Although the track was not well received by critics, the music video however received favorable reception from music critics. Brett Malec from E! Online said "In the video (which contains a parental advisory warning at the start!), Minogue flaunts a super-fit and skinny bod in a skintight gymnastics leotard and stiletto heels. She runs her hands over her curves and poses seductively over a pummel horse." A reviewer from The Sydney Morning Herald described it as "X-Rated" and that "Kylie Minogue is set to stun her fans by releasing an X-rated new promo in which she writhes with four women during a sex workout." The Huffington Post compared it to "Spinning Around", writing "Ever since Kylie Minogue's perfectly formed derrière and a pair of now legendary gold hot pants helped catapult her back onto the pop scene back in 2000 in the video for 'Spinning Around', we've been wondering when her bottom would next be putting in an appearance - and the wait is finally over."

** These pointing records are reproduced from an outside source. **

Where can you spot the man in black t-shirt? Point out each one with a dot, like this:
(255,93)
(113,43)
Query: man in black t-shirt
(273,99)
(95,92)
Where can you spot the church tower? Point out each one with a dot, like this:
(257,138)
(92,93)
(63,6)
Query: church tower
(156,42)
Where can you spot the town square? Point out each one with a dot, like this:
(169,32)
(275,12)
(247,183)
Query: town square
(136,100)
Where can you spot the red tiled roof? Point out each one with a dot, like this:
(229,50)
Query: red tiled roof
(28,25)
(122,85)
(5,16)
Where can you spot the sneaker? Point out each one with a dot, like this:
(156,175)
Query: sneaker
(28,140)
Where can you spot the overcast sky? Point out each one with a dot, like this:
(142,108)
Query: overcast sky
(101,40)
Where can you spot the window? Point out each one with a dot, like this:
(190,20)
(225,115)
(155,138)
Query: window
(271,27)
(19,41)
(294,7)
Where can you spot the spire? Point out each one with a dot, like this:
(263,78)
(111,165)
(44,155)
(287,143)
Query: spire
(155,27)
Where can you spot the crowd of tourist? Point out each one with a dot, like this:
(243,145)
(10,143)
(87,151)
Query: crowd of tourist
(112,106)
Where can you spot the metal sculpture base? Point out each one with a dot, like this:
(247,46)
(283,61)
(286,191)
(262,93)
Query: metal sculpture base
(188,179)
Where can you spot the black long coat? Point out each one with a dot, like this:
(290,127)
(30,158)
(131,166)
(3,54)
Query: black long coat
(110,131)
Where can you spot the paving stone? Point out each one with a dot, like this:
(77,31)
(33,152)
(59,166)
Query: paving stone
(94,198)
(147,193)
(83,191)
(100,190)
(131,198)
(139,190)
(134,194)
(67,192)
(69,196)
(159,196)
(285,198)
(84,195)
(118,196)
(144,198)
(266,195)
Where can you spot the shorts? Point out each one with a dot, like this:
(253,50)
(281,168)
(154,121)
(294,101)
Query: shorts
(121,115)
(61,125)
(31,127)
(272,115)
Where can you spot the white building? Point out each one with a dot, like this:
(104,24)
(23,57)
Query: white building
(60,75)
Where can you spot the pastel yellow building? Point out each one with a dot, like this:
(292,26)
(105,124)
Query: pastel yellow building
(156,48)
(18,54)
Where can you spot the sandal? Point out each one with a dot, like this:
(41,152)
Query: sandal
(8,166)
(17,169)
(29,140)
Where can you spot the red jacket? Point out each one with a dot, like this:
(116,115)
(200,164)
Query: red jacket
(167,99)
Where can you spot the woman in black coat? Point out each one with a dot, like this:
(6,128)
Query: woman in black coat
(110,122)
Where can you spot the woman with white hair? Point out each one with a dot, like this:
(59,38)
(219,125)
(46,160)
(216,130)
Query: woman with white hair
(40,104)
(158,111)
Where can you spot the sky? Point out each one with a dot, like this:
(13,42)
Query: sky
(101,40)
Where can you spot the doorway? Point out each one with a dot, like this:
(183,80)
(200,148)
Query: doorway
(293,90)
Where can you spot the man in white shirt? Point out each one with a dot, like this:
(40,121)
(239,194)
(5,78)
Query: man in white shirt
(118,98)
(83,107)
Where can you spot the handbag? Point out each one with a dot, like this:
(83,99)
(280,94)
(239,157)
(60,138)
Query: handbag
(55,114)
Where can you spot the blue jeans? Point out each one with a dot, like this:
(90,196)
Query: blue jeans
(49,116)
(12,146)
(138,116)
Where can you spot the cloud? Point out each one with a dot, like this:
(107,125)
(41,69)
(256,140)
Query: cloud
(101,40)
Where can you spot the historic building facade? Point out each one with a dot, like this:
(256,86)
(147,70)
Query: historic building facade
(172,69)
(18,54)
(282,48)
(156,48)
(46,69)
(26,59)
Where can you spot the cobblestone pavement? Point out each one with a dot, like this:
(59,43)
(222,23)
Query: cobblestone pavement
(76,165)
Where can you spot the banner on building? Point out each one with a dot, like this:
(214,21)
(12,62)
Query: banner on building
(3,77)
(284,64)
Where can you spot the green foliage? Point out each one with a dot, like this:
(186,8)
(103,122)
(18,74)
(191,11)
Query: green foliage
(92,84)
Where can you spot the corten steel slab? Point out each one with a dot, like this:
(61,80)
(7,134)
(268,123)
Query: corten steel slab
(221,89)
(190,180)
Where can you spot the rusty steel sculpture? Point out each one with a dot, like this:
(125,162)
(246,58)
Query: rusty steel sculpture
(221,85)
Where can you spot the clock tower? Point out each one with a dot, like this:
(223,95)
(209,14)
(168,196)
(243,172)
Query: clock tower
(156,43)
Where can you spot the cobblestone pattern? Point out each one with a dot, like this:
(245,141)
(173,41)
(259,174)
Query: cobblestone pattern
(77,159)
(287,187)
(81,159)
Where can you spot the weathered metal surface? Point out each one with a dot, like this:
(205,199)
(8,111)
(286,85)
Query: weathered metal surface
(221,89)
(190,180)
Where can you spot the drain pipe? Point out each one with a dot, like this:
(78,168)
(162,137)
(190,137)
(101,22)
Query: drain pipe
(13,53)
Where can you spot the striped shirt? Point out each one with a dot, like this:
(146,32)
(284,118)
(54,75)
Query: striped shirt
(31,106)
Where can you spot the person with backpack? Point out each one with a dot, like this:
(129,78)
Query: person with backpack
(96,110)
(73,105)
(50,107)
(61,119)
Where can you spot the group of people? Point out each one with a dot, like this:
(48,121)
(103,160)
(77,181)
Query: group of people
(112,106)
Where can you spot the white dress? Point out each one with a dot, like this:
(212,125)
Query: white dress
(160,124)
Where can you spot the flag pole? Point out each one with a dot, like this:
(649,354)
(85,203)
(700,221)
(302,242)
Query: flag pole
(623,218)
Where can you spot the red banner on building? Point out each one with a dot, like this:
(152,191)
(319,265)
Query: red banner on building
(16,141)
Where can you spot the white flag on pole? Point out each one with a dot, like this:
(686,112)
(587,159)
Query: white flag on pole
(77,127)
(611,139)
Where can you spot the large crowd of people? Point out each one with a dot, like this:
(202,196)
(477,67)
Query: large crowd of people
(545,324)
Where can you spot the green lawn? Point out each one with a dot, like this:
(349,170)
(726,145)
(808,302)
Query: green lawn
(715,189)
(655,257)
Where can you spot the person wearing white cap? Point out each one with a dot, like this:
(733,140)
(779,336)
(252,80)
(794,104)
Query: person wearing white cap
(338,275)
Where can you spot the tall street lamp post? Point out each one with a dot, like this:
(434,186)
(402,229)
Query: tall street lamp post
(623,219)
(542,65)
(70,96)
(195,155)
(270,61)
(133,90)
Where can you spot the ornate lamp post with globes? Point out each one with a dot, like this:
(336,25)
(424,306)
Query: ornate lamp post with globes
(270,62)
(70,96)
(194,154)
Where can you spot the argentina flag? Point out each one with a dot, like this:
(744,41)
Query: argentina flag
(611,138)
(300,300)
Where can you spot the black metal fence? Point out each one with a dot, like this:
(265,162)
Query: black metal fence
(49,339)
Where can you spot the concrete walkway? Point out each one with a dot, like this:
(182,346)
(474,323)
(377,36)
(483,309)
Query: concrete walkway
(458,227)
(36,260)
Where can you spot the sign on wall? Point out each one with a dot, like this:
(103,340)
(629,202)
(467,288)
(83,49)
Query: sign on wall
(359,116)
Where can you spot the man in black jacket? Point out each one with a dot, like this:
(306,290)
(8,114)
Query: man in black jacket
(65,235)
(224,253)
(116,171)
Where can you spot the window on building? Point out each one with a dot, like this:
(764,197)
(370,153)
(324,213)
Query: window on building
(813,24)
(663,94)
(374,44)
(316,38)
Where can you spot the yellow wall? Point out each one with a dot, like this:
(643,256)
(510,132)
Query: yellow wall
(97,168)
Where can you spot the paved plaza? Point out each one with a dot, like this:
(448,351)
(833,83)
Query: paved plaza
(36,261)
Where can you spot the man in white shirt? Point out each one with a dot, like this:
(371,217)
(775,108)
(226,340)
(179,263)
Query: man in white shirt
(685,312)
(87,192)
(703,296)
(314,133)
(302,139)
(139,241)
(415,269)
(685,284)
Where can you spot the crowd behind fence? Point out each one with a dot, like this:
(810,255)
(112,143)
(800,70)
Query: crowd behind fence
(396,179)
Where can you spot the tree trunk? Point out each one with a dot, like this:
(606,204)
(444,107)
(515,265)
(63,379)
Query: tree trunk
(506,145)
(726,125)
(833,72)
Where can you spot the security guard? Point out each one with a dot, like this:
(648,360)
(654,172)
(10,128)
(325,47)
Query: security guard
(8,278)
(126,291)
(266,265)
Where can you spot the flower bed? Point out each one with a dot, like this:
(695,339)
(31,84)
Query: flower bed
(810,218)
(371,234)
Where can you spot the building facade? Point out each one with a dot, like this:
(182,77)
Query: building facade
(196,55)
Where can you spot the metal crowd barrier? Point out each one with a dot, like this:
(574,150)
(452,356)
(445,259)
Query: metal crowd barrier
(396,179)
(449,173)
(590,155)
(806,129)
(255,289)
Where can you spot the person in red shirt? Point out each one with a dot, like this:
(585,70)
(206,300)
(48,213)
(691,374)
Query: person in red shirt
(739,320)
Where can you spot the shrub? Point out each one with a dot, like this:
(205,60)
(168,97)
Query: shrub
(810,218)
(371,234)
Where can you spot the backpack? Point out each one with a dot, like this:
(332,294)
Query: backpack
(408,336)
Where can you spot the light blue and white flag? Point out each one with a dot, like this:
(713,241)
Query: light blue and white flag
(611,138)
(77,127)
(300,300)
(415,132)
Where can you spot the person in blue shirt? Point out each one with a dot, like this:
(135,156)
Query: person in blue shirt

After the song's release, it also caused controversy. Laura Cox from Daily Mail said that "Hundreds took to social networking websites to criticize the 45-year-old after she posted raunchy footage on YouTube to accompany her latest single, 'Sexercize'." Labeling it as her most controversial video to date, Cox explained that many of the public felt that Minogue displayed the "sexual" image to market "mediocre" music. Mediawatch-uk member Vivienne Patterson criticized the video, saying "It's just reinforcing the idea that your worth is defined by your hotness rather than anything else you have to offer, and that can be really damaging for the self-esteem of young girls." Pippa Smith of Safermedia said: "This latest release is very disappointing as she will understand perfectly well that she is a role model for young girls and children."
Gay magazine On Top stated that the song could be classified as "lesbian porn", also writing "Kylie Minogue's new video is basically soft porn. Kylie Minogue gets Sapphic for ['Sexercize']."